WASHINGTON – US President Donald Trump expressed his pessimism on Monday about the Deferred Action for Childhood Arrivals (DACA) program being ended through a hearing at the highly progressive 9th Circuit Court of Appeals where the case will be tried.
In a statement to the White House press corps, Trump offered another insult to the judiciary: “Nothing’s as bad as the 9th Circuit. It’s really sad when every single case filed against us is in the 9th Circuit.” On several occasions it has ruled against Trump policies.
That court of appeals is in charge of deciding on the future of the DACA program, which Trump wanted to end by March 5, and which currently protects from deportation about 690,000 young people brought into the country illegally by their parents.

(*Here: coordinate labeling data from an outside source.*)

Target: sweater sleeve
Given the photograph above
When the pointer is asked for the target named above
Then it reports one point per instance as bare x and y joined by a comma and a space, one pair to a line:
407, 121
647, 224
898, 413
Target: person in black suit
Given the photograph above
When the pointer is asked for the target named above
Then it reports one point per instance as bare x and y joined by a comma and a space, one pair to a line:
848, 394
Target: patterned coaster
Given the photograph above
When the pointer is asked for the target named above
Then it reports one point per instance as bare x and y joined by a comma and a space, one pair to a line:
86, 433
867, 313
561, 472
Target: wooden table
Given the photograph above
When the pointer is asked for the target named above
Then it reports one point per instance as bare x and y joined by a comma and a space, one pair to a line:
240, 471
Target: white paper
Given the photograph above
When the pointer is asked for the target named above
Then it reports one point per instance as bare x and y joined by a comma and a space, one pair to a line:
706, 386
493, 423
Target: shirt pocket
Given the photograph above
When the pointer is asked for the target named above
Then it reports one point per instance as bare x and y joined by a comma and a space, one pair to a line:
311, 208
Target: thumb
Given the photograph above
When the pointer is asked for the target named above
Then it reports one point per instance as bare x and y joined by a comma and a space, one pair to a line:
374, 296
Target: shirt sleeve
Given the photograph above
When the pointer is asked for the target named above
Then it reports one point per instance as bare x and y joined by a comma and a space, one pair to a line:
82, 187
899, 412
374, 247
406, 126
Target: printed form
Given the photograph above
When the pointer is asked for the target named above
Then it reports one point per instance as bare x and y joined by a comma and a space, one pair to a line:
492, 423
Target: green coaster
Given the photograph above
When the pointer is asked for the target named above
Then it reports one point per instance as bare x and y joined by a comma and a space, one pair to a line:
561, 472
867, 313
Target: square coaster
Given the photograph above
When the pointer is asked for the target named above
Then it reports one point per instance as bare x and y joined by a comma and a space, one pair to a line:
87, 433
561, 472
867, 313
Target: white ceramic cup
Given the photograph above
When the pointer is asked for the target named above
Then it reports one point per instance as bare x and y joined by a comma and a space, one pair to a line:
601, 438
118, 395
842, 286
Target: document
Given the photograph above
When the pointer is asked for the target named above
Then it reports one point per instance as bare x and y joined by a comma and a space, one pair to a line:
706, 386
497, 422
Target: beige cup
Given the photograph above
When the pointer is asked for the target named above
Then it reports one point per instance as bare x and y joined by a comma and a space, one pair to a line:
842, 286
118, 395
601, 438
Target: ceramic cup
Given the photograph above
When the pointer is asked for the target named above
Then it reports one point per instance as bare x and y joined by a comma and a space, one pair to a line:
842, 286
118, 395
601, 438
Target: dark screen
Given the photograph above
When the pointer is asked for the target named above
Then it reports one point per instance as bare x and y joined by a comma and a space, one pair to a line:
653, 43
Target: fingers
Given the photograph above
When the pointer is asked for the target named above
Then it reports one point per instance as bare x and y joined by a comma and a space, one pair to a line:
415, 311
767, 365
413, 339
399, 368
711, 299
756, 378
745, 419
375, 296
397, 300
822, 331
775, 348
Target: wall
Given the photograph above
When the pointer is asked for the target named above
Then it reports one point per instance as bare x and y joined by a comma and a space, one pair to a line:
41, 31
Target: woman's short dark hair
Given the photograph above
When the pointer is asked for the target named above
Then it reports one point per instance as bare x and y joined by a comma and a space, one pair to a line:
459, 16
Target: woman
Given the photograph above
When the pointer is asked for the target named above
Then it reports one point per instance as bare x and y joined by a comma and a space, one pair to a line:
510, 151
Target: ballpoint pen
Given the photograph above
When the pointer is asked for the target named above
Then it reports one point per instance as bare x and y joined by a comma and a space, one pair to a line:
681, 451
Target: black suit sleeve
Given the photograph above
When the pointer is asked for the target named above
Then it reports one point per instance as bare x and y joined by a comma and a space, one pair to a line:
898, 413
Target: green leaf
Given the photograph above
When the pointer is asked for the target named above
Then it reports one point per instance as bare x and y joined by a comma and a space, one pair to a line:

In Trump’s opinion, “there won’t be any surprise...this is in the 9th Circuit – we lose, we lose, we lose, and then we do fine in the Supreme Court.”
“We’ll see what happens from there,” the president said.
That was Trump’s reaction to a Supreme Court’s refusal to hear a case on the DACA decision and in so doing set a national precedent.
Without a national precedent, the ruling stands in which Judge William Alsup in a California federal court ordered Trump to reactivate the DACA program across the US while there are still cases pending on the matter in courts around the country.
Last September, Trump announced the end of DACA, but gave Congress until March 5 to find a permanent solution for the thousands of undocumented youths protected by the immigration program, passed in 2012 by then-President Barack Obama.
The Trump administration also expressed its disagreement with the Supreme Court in a statement by White House Deputy Press Secretary Raj Shah, who insisted that DACA “is clearly unlawful” because it “provides work permits and myriad government benefits to illegal immigrants en masse.”
Monday’s Supreme Court decision represents a small victory for defenders of immigrants, because until the California appeals court reaches a verdict on the case – which could take a year – the ruling of the San Francisco judge plus a similar one by a New York judge to block the demise of DACA will remain the law of the land.